Samsung, meanwhile, experienced setbacks in the HBM market during 2024 and 2025 due to HBM3E yield challenges. The company returned to competitiveness with HBM4 production and has since secured key positions in AMD's next-generation AI accelerator platforms as well as a substantial share of Google's TPU-related memory demand. Supporting Anthropic helps Samsung diversify its AI customer portfolio beyond NVIDIA-centric opportunities.
Micron represents the smallest of the three participants by scale but arguably holds unique strategic value. As the only U.S.-based HBM manufacturer, Micron benefits from substantial support under the U.S. CHIPS Act and occupies an increasingly important position amid evolving geopolitical and semiconductor supply-chain considerations. The company's annualized HBM revenue run rate has expanded rapidly, reflecting strong demand from AI infrastructure deployments.
AI Competition Expands Beyond Models
The significance of this investment becomes even clearer when viewed within the broader transformation of the AI industry over the past 18 months.
Anthropic's annualized revenue reportedly increased from approximately US$3 billion in early April to US$4.7 billion within less than two months, highlighting the accelerating adoption of its AI services. Its Claude model family has become one of the few advanced AI platforms available across multiple major cloud ecosystems, including Amazon Web Services, Google Cloud, and Microsoft Azure. Meanwhile, the rapid growth of Claude Code is reshaping the market for enterprise AI development tools.
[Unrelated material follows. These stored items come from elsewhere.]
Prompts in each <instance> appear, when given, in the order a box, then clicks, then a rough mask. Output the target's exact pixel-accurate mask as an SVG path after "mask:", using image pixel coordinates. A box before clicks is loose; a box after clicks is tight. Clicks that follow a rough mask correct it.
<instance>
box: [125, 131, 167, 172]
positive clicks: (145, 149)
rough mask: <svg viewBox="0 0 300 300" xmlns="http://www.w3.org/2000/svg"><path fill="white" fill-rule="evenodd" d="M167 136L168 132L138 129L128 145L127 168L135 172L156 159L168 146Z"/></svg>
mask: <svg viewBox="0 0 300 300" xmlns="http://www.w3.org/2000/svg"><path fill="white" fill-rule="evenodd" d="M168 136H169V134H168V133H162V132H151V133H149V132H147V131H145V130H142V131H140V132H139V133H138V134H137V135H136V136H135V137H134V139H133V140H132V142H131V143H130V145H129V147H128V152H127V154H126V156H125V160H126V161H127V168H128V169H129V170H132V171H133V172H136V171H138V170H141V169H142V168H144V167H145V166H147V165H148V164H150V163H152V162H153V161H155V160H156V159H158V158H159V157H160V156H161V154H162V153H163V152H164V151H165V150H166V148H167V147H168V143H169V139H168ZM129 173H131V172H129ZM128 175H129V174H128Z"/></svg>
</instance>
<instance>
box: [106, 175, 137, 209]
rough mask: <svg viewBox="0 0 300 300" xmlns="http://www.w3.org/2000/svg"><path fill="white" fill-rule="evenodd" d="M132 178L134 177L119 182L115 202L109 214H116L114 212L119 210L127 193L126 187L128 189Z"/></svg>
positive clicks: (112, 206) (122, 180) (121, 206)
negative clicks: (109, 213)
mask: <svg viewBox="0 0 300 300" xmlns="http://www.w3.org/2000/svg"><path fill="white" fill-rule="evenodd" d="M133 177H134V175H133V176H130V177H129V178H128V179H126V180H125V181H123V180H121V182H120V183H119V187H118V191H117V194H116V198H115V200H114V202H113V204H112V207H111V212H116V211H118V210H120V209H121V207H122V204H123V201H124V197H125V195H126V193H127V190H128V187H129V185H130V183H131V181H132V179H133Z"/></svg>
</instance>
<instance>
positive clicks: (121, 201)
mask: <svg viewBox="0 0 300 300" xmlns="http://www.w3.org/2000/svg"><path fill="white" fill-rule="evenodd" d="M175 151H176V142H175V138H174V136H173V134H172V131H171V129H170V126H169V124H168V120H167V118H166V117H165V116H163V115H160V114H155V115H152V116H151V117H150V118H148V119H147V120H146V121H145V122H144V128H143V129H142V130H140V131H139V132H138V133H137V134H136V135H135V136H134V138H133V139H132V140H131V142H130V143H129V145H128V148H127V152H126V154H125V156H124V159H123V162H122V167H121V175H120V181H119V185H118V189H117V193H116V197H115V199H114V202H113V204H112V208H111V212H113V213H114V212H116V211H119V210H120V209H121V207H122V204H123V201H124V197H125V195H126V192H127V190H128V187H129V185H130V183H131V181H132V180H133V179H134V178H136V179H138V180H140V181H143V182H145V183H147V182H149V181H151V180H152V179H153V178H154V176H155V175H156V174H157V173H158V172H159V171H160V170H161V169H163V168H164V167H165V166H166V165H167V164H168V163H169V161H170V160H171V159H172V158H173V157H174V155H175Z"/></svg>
At the same time, the focus of AI investment is shifting. While earlier competition centered on model performance, the industry is increasingly recognizing that long-term leadership depends on control of underlying infrastructure—including compute, memory, networking, and energy resources.
Hyperscale cloud providers, semiconductor manufacturers, and energy companies are increasingly becoming direct stakeholders in AI companies, signaling a broader trend toward vertical integration across the AI value chain.
From Microsoft's deep partnership with OpenAI to Google's investment in proprietary TPU development, and now the simultaneous investment by the world's three leading HBM manufacturers in Anthropic, the competitive landscape is evolving from a race to build the best AI model into a race to secure the most comprehensive AI infrastructure ecosystem.
The decision by Micron, Samsung, and SK Hynix—companies that have traditionally competed intensely in the memory market—to become shareholders in the same AI company sends a powerful signal. It underscores how critical advanced hardware infrastructure has become to the future of artificial intelligence and highlights the growing convergence between semiconductor manufacturing and AI platform development.
This investment is not the culmination of the AI era. Rather, it marks the beginning of a new phase in which control over infrastructure, supply chains, and strategic technology partnerships will play an increasingly decisive role in shaping the future AI ecosystem.